Australian group to offer $386 million for Kidman cattle empire, challenges Hancock $365 million bid
The BBHO syndicate would compete with Gina Rinehart’s Hancock Prospecting in bidding for the S. Kidman cattle empire. Sterling Buntine from BBHO told the Kidman board on Sunday it would lodge a bid this week for all shares of Kidman.
Buntine claims its $386 million offer is better than Hancock’s $365 million offer. But Sophie Mirabella, spokeswoman of Hancock, says the two bids are essentially the same if the Anna Creek Station is added to the computation. She says AOB, the joint venture firm owned 67 percent by Hancock and 33 percent by Shanghai CRED, excluded Anna Creek Station because the federal government blocked past foreign bids for Kidman on national security grounds since the place is next to a rocket testing range, ABC reports.
Since the AOB bid is conditional on Anna Creek and its outlying station, The Peake, being sold and the proceeds returned to Kidman, if the calculation is included and almost $4 million penalty if either Kidman or AOB back off from the bid agreement, agricultural analysts say it makes the AOB bid effectively $380 million.
BBHO is the acronym formed by the family names of the syndicate form made up of directors Tom Brinkworth, Sterling Buntine, Malcolm Harris and Viv Oldfield. If BBHO would win, the cattle herd of Kidman would more than triple in size to more than 500,000 head as the cattle owned by the directors are added.
The analysts also point to Rinehart’s track record and high chances of keeping the Kidman landholding together. But in a statement issued by Buntine, BBHO’s spokesman, he assures, “The four families comprising the consortium are deeply committed to honoring and preserving the Kidman heritage and brand, which will continue under the stewardship of highly regarded and successful Australian graziers,” Bloomberg reports.
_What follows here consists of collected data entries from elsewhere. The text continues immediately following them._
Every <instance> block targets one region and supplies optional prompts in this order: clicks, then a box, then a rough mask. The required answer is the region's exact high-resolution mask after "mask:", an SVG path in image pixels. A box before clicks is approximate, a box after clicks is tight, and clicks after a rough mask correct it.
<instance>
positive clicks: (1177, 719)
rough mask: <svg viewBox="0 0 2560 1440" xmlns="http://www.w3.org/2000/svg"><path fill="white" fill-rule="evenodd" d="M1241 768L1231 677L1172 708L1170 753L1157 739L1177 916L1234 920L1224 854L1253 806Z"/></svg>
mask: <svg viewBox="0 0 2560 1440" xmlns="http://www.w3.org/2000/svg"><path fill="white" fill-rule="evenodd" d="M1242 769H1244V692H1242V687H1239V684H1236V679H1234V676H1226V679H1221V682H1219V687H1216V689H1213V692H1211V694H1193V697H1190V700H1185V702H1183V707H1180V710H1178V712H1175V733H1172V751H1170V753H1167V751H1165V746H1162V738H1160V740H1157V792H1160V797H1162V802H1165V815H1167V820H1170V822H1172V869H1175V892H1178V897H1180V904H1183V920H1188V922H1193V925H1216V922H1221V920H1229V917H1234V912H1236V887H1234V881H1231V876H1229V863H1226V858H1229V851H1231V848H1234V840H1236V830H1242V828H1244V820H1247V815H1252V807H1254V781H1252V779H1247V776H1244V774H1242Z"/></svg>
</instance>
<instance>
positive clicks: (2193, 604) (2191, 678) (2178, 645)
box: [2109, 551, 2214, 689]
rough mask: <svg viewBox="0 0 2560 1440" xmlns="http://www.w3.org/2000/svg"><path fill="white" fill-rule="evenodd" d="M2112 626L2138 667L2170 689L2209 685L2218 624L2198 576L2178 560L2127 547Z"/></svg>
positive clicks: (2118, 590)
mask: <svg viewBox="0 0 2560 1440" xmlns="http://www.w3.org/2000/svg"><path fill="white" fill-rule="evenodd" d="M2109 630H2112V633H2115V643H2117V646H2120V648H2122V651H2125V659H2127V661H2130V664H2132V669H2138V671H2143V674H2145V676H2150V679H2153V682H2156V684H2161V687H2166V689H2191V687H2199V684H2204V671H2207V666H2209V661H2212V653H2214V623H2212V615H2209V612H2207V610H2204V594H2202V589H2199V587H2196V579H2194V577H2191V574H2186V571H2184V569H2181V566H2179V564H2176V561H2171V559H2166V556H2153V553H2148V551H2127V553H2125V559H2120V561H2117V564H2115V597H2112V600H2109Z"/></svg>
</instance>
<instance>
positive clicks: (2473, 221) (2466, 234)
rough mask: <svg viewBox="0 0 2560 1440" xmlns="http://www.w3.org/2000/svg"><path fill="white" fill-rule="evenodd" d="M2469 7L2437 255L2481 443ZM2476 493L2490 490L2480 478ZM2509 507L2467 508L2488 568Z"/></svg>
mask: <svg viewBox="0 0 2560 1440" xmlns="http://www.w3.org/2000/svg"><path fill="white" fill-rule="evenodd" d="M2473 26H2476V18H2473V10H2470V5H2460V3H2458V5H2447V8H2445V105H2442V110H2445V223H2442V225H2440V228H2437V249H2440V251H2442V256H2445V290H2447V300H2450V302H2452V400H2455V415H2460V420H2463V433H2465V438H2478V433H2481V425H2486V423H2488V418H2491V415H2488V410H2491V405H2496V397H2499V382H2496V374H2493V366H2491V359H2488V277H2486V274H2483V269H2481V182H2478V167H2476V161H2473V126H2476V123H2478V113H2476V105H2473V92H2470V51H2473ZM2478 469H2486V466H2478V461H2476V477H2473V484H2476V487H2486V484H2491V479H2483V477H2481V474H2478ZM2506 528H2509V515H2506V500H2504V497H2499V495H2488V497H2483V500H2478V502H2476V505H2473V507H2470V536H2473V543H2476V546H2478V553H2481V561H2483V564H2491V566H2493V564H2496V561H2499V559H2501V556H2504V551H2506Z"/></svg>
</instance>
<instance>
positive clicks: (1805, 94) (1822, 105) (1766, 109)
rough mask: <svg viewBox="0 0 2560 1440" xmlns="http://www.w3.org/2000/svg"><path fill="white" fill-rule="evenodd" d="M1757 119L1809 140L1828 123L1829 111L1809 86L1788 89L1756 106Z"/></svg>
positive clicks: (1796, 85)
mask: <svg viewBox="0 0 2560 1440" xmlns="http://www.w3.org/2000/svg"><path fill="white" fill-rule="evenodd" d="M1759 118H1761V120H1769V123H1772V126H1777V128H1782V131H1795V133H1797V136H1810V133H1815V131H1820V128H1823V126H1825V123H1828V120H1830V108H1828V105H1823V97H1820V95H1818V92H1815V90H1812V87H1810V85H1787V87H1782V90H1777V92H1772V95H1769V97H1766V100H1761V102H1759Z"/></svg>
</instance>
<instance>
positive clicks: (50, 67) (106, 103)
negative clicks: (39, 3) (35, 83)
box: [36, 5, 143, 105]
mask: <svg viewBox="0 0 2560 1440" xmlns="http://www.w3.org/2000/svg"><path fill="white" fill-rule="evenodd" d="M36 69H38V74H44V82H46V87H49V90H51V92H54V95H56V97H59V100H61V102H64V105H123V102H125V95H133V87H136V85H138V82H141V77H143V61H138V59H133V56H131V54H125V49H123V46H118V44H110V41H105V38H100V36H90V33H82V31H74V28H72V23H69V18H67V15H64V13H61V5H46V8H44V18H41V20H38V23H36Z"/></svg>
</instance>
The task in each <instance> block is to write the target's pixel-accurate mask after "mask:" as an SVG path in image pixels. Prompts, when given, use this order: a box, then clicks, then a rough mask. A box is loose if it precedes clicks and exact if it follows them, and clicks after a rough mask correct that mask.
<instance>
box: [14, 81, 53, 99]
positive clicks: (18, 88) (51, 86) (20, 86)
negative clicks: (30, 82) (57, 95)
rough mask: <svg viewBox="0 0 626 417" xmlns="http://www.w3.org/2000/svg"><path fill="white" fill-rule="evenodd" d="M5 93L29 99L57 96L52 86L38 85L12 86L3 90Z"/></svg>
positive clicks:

He adds that since they are Australian grazing families, they share a strong affinity with the Kidman property. “My father carted cattle for Kidman for many years, while several members of the Oldfield family earned their stripes as drovers on Sir Sidney’s properties. More recently the Brinkworth family’s epic 18,000-head cattle drive from central west Queensland to southern New South Wales followed in Sir Sidney’s similar footsteps from earlier this century,” Buntine shares.